While operating costs fell 17 percent mainly because of labor concessions, UAL was unable to match lower sales and fares that persisted with the Iraq war and a deadly illness in Asia.
"They're still losing a lot of money and they have several significant hurdles to clear before they can emerge from bankruptcy," said Standard & Poor's analyst Philip Baggaley.
"They are making good progress on improving their cost structure," he said.
UAL's results were the worst among the five biggest US airlines, three of which posted net income with help from US government payments for some security costs.
The net loss at American Airlines parent AMR Corp, the world's largest airline company, was US$75 million, or US$0.47 a share.
Chief executive Glenn Tilton said in the statement that the quarter "began as a severe challenge for United and the industry as a whole, but we saw a particularly positive trend as we moved through the period."
Revenue per passenger for each mile flown rose 4 percent in June from the year-ago month and labor costs fell during the quarter as the company negotiated wage reductions, he said.
UAL has said it may exit bankruptcy as early as this year's final quarter.

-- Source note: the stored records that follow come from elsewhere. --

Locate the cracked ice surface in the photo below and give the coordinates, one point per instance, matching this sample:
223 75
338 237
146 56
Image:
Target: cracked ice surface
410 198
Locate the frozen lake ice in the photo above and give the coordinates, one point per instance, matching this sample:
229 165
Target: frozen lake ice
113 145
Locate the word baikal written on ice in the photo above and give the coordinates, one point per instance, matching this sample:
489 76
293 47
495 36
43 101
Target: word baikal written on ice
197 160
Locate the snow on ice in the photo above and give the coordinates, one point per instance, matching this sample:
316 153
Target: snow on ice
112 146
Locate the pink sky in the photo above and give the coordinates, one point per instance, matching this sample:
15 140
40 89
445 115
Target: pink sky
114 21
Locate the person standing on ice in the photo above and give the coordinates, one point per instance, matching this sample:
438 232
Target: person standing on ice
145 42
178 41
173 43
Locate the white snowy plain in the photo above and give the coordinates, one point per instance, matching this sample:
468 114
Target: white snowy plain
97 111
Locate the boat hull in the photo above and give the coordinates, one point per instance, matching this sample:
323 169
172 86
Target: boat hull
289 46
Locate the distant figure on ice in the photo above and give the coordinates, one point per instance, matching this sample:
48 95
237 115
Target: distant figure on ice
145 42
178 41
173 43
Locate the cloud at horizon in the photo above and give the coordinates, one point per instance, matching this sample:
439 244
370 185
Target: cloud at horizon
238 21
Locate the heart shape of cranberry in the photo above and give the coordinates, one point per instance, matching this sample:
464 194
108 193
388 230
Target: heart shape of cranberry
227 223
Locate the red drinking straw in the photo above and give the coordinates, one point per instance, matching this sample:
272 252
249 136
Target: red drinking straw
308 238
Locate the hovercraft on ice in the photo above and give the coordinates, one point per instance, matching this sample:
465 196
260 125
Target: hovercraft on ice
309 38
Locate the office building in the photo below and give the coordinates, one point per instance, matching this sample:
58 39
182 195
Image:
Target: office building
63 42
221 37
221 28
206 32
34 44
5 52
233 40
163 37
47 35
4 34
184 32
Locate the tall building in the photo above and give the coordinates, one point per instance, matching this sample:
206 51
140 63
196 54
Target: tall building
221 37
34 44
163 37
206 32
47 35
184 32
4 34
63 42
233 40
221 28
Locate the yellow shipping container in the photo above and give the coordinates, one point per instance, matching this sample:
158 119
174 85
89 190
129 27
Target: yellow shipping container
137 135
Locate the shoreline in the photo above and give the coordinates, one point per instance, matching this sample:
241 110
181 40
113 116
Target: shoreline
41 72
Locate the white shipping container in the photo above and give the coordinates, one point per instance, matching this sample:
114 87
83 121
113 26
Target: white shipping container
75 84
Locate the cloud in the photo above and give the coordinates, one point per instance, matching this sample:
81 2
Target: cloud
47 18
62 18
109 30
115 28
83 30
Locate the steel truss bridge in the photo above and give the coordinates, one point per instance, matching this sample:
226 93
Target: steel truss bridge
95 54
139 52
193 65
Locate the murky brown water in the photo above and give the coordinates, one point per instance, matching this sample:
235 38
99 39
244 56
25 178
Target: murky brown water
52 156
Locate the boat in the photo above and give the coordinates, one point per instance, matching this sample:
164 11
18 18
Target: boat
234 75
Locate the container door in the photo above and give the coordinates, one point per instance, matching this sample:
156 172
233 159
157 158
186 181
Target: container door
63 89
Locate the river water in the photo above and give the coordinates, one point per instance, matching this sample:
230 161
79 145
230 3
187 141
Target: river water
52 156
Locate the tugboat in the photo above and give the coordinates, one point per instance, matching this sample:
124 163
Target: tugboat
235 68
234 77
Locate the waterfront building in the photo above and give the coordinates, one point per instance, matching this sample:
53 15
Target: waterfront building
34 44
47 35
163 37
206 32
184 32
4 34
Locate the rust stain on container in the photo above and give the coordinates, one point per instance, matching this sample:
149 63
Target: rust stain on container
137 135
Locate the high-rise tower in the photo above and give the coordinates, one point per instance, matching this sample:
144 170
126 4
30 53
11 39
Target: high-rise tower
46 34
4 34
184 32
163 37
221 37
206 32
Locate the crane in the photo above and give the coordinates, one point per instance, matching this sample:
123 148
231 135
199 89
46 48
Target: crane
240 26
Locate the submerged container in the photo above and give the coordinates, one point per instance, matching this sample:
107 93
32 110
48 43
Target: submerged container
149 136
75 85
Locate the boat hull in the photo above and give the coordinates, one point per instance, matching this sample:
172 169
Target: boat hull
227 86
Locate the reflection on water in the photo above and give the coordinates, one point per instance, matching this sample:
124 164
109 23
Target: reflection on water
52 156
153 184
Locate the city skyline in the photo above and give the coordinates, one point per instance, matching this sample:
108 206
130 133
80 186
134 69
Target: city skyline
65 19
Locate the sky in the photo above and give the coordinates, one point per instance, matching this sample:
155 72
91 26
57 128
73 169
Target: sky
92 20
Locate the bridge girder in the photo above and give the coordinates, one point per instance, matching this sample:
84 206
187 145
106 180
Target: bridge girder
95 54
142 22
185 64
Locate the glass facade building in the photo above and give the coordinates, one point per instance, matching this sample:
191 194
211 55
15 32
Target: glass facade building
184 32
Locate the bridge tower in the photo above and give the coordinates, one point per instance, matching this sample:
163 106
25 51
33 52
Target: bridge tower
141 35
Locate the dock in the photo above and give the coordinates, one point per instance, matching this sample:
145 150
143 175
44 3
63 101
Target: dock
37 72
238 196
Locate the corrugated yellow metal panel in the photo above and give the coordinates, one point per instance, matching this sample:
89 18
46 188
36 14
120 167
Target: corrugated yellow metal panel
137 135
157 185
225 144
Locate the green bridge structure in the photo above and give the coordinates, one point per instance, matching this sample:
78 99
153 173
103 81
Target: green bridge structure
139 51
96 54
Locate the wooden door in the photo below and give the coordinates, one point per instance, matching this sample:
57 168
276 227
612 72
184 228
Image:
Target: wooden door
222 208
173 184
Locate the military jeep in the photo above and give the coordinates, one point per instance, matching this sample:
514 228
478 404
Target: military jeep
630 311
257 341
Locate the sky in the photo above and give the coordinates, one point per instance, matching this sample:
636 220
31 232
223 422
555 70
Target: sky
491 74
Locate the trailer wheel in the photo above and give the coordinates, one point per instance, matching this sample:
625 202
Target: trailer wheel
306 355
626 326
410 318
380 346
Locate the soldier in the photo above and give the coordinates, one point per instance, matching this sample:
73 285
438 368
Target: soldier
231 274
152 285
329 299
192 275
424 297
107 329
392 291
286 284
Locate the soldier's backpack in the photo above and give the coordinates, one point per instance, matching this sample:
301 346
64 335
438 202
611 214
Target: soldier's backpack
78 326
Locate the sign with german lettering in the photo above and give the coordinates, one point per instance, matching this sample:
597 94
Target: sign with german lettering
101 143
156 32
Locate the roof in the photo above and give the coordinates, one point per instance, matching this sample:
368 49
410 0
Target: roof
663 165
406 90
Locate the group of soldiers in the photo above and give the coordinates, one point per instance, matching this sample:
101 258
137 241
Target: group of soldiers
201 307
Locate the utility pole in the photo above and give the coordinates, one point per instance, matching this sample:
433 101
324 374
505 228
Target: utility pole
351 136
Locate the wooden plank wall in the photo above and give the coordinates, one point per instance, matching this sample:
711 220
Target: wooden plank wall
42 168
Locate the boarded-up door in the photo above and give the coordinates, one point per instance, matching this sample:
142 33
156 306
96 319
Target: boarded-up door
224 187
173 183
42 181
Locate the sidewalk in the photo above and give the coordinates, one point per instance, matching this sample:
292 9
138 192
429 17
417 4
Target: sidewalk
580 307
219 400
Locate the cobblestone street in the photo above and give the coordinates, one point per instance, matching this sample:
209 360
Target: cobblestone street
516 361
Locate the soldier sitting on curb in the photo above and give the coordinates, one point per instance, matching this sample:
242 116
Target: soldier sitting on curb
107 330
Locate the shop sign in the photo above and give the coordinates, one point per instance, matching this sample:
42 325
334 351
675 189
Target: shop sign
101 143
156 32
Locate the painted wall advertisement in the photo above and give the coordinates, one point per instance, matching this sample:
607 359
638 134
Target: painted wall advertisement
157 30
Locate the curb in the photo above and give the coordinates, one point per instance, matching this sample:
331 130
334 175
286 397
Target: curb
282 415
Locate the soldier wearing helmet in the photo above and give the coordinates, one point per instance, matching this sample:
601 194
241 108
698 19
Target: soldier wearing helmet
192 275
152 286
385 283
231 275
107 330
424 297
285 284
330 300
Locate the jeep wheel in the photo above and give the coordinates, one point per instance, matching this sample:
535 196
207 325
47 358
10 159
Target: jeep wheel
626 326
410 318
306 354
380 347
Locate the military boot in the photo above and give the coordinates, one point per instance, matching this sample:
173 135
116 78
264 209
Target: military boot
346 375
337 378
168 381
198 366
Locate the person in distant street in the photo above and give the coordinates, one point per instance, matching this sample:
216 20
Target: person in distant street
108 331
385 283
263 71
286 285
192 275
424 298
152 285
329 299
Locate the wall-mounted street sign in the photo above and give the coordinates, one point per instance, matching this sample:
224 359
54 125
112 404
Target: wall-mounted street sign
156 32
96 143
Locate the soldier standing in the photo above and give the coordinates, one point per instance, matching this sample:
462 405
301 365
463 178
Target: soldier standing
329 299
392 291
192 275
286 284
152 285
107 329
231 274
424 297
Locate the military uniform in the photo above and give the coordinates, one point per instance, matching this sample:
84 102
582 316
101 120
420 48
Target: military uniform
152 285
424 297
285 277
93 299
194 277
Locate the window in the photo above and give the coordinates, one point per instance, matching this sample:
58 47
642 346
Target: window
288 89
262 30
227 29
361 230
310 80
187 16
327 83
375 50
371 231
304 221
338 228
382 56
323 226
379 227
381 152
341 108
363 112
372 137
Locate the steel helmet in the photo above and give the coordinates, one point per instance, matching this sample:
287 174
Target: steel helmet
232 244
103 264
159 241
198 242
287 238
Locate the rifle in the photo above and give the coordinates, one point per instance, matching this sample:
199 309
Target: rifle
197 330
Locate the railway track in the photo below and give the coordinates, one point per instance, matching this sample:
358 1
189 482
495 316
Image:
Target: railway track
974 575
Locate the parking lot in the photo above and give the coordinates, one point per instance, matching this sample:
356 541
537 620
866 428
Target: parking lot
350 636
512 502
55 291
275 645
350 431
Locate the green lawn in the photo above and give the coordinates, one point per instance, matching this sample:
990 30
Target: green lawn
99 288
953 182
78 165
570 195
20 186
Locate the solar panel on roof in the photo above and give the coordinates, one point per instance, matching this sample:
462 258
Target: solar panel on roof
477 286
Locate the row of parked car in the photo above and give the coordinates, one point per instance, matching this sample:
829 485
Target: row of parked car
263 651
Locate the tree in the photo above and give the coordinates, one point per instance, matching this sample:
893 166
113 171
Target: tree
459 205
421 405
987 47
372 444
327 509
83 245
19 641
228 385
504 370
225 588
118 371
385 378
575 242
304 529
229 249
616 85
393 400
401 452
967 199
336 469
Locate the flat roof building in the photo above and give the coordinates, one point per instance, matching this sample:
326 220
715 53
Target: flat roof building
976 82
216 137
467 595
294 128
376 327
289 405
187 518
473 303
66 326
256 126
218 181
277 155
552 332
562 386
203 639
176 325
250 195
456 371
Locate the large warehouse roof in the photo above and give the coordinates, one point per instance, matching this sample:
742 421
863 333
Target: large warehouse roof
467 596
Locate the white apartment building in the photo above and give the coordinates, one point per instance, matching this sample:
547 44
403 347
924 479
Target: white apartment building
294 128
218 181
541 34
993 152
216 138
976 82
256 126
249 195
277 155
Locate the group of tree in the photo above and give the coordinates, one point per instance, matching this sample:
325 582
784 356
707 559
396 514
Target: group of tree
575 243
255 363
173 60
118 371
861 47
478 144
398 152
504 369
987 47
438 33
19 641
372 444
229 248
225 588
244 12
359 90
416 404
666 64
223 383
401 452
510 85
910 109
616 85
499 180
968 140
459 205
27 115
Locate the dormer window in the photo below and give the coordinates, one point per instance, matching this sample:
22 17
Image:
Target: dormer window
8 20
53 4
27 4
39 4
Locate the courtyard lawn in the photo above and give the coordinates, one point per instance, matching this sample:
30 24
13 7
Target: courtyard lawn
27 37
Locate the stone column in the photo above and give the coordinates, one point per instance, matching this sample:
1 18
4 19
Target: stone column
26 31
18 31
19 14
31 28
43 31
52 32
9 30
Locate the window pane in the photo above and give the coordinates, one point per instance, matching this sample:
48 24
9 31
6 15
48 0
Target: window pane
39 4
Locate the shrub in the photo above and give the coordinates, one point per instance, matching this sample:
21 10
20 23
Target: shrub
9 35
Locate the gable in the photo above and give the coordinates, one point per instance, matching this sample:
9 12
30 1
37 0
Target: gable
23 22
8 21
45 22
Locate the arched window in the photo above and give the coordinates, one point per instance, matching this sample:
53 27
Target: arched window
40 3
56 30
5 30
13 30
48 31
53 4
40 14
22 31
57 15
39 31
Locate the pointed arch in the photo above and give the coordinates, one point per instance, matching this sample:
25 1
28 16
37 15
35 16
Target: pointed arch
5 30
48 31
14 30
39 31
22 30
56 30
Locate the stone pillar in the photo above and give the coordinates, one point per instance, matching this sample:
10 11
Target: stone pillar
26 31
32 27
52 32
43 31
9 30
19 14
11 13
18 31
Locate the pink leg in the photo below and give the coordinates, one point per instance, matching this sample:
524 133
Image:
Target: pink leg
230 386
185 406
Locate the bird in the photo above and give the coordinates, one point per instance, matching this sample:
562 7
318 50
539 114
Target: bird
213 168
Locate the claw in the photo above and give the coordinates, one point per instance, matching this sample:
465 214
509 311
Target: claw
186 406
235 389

Baggaley said he doesn't expect that to happen until early next year because UAL still must conclude "numerous difficult creditor negotiations," stay in compliance with terms of its bankruptcy loans, get a federal loan guarantee to help raise capital, and meet "substantial upcoming pension funding requirements."
United so far has rejected 12 planes and sold one, a Boeing Co 747, spokesman Jeff Green said. The company ultimately expects to save money by operating fewer aircraft.